# Need Help



## Standuprookie (Feb 5, 2007)

I *may* be adopting a pigeon for the shelter near me, I read the sticky but still have some questions, so here they are.

1) How hard they they to care for (Compared to, Budgies, tiels, parrot, ect)

2) Feeding, I know a feed store that sells dove food is this good? Are there any good sites to order from?

3) Cages, would a parrot/tiel cage work?

I know I will have many more questions later, but this is it for now.


----------



## Pidgey (May 20, 2005)

Pigeons are one of the toughest birds out there. They are relatively easy to care for--you just give 'em the right food, grit and clean water and they're pretty hardy. Their personalities differ and that can be fun. I'll link a "pigeon in the house" story to give you an idea:

http://www.urbanwildlifesociety.org/pigeons/BerniePijStory.html

Dove mix is good.

Pidgey


----------



## jacobsshygrl (May 3, 2006)

I have button quail and I know my pigeons are WAYYYY easier to care for than the quail. Pigeons are a lot like having a small dog with wings. lol. You have to make sure you give them enough room to fly. I use a small/medium dog cage for each of my pigies to sleep in but they get full run of a room all day, and sometimes the whole house. I think you'd really enjoy getting a pigeon, update us and let us know how it goes, they're such great little creatures.


----------



## Standuprookie (Feb 5, 2007)

Thanks every but one after some more research I dont think I can give them the best care, that they desevre.
But info never hurts incase I come a cross on in the future when I can provide for them.


----------



## Skyeking (Jan 17, 2003)

Standuprookie said:


> Thanks every but one after some more research I dont think I can give them the best care, that they desevre.
> But info never hurts incase I come a cross on in the future when I can provide for them.


I'm sorry you feel you can't properly take care of one, as there are many handicapped pigeons that make lovely pets, and really don't need that much room, cause some can't fly due to injury. I have one that walks everywhere and has become quite a pet.

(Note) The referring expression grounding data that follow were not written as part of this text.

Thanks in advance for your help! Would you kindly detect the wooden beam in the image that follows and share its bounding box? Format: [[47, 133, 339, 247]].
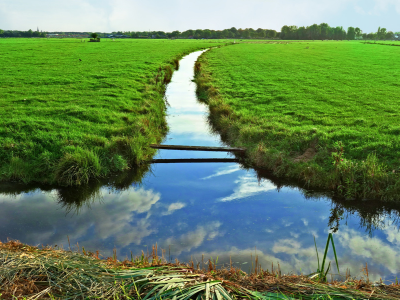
[[150, 144, 246, 152], [150, 158, 239, 163]]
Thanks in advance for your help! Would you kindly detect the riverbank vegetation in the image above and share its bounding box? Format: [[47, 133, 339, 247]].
[[195, 41, 400, 200], [2, 240, 400, 299], [0, 38, 226, 185]]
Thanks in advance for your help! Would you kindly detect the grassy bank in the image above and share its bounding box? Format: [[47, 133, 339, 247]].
[[195, 41, 400, 201], [2, 240, 399, 300], [0, 39, 227, 185]]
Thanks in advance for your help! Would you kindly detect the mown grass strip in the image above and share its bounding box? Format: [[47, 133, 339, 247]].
[[195, 41, 400, 200]]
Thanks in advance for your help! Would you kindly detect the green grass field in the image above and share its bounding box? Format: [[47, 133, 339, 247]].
[[0, 38, 226, 185], [195, 41, 400, 200]]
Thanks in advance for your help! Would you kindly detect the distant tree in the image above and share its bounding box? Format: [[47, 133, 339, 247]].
[[246, 28, 255, 38], [211, 30, 219, 39], [386, 31, 395, 40], [220, 29, 229, 38], [297, 26, 306, 39], [333, 26, 346, 39], [362, 33, 367, 39], [170, 30, 180, 38], [280, 25, 290, 39], [242, 29, 250, 39], [203, 29, 211, 38], [181, 29, 193, 38], [377, 27, 387, 39], [0, 29, 3, 36], [91, 32, 98, 39], [256, 28, 265, 38], [355, 27, 362, 39], [347, 27, 356, 40], [320, 23, 330, 39], [266, 29, 277, 38], [308, 24, 321, 39], [194, 29, 203, 38], [229, 27, 238, 36]]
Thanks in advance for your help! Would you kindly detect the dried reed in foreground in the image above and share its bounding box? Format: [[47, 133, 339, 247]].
[[1, 240, 400, 299]]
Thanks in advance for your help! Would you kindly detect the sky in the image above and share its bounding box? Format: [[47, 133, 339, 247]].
[[0, 0, 399, 33]]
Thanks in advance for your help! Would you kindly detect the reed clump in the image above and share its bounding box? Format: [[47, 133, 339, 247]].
[[2, 240, 400, 300]]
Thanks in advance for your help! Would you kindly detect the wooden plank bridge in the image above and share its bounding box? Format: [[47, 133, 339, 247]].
[[150, 144, 246, 153], [151, 158, 239, 163], [149, 144, 245, 164]]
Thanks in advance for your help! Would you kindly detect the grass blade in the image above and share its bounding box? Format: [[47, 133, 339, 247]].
[[329, 234, 340, 274], [313, 235, 320, 272], [320, 233, 332, 277]]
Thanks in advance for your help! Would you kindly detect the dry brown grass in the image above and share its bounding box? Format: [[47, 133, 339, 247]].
[[2, 240, 400, 299]]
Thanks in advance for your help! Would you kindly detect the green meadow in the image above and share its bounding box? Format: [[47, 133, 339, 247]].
[[0, 38, 225, 185], [196, 41, 400, 200]]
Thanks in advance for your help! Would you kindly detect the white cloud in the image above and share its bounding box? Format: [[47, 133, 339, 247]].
[[354, 5, 366, 15], [373, 0, 400, 14], [290, 232, 300, 238], [0, 0, 110, 32], [1, 0, 397, 33], [189, 247, 299, 275], [219, 174, 276, 202], [162, 202, 186, 215], [308, 230, 319, 239], [337, 228, 400, 275], [272, 239, 315, 257], [163, 222, 223, 255], [202, 165, 241, 180], [0, 187, 160, 249], [383, 226, 400, 246], [282, 220, 293, 227]]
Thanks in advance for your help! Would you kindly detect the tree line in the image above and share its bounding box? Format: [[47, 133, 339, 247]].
[[0, 29, 46, 38], [124, 28, 278, 39], [280, 23, 398, 40], [1, 25, 398, 40], [118, 25, 398, 40]]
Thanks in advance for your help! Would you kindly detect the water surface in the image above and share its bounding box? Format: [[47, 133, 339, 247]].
[[2, 50, 400, 283]]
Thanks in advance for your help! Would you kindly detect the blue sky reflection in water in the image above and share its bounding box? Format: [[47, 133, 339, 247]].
[[1, 51, 400, 283]]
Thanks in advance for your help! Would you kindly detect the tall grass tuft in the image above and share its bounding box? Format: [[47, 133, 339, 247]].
[[173, 57, 180, 70], [163, 65, 174, 84], [55, 147, 102, 185], [311, 233, 339, 282]]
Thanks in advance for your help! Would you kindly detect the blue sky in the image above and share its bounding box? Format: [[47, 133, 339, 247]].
[[0, 0, 399, 34]]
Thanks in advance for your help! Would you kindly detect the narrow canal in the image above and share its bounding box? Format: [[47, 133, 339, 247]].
[[1, 50, 400, 283]]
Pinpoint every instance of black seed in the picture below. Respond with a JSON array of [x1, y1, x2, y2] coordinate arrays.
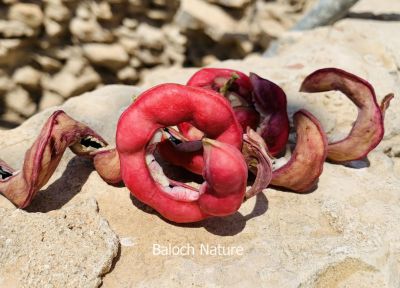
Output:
[[163, 128, 182, 145], [0, 166, 12, 179], [169, 135, 182, 145], [80, 137, 103, 149]]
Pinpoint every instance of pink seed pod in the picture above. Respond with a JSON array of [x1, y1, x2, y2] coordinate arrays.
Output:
[[187, 68, 253, 103], [300, 68, 393, 162], [0, 111, 108, 208], [184, 68, 260, 134], [116, 83, 246, 223], [198, 139, 248, 217], [242, 128, 273, 199], [234, 107, 261, 131], [93, 148, 122, 184], [271, 110, 328, 192], [249, 73, 290, 157]]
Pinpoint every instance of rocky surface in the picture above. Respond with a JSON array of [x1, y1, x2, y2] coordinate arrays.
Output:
[[0, 199, 119, 288], [0, 0, 313, 128], [1, 16, 400, 288]]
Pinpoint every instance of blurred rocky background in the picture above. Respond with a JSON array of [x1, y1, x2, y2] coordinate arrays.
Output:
[[0, 0, 317, 128]]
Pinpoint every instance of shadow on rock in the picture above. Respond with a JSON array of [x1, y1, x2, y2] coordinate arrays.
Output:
[[27, 156, 93, 213], [130, 192, 269, 236]]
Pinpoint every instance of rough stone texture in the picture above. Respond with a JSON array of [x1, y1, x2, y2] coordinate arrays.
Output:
[[13, 66, 42, 91], [0, 199, 119, 288], [1, 17, 400, 288], [83, 44, 129, 70], [175, 0, 238, 41], [0, 0, 312, 127], [8, 3, 43, 29], [351, 0, 400, 14]]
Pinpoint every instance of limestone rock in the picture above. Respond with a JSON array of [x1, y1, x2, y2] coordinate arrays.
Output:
[[44, 1, 71, 22], [0, 72, 14, 95], [135, 23, 165, 51], [117, 66, 138, 83], [70, 18, 114, 43], [44, 18, 65, 38], [119, 37, 139, 55], [0, 199, 119, 288], [8, 3, 44, 29], [33, 54, 62, 72], [46, 66, 101, 98], [0, 39, 29, 67], [83, 43, 129, 70], [4, 87, 36, 117], [351, 0, 400, 14], [13, 66, 42, 91], [0, 0, 316, 119], [175, 0, 237, 41], [0, 20, 35, 38], [91, 1, 113, 20], [38, 91, 65, 111]]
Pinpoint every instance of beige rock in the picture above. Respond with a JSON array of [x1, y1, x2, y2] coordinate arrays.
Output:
[[0, 110, 25, 128], [136, 49, 163, 66], [129, 57, 142, 68], [117, 66, 138, 83], [70, 18, 114, 43], [33, 54, 62, 72], [122, 18, 138, 30], [162, 24, 186, 47], [0, 199, 119, 288], [38, 91, 65, 111], [44, 1, 71, 22], [44, 57, 101, 99], [76, 3, 92, 20], [250, 2, 298, 40], [119, 37, 139, 55], [351, 0, 400, 14], [0, 39, 29, 67], [0, 20, 35, 38], [44, 18, 64, 38], [91, 1, 113, 20], [63, 57, 89, 75], [135, 23, 165, 50], [83, 43, 129, 70], [0, 72, 14, 95], [175, 0, 237, 41], [8, 3, 44, 28], [46, 66, 101, 98], [147, 9, 171, 21], [13, 66, 42, 91], [5, 87, 36, 117]]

There basic needs are easy to meet, with just a few simple rules.


----------



## Standuprookie (Feb 5, 2007)

I wouldn't be able to let him out as often I as I think I should, somedays he would be cooped up in the cage all day. (This one can still fly, the rescue thinks he was a pet that caught in a storm)


----------



## Lovebirds (Sep 6, 2002)

Standuprookie said:


> I wouldn't be able to let him out as often I as I think I should, somedays he would be cooped up in the cage all day. (This one can still fly, the rescue thinks he was a pet that caught in a storm)


It is a shame that you can't rescue this bird, BUT, I admire the fact that you realize that your situation might not be best for the bird. So many people get a "pet" of whatever kind on a whim, and THEN realize they shouldn't have. Can you tell us where this bird is? Maybe there's a member somewhere near by that might be interested in it. Do you know anything about the bird? Does it have a band on it's leg? Maybe the owner can be found and the shelter doesn't realize that or doesn't know where to go for help. Just a thought.


----------



## Standuprookie (Feb 5, 2007)

Thats a great idea here is the link, He is in Carrollton, TX (near Dallas) and he is beautiful.
Since I will not be getting a pigeon I may not be posting here, but I will come back if I ever get one in the future, Thanks everbody for your help.


----------



## Lovebirds (Sep 6, 2002)

Thanks for the link. Don't know what member we might have in that area, but you never know. I can't see a band on the bird, so finding the owner is out of the question I'm pretty sure. You're welcome to stay, but if not, do come back if or when you get a pigeon.


----------



## TAWhatley (Mar 6, 2001)

Pretty little pigeon and definitely not a "Homer" as the name implies. I hope s/he can find a good home. Being on Petfinders is a big plus in that regard .. 

Terry


----------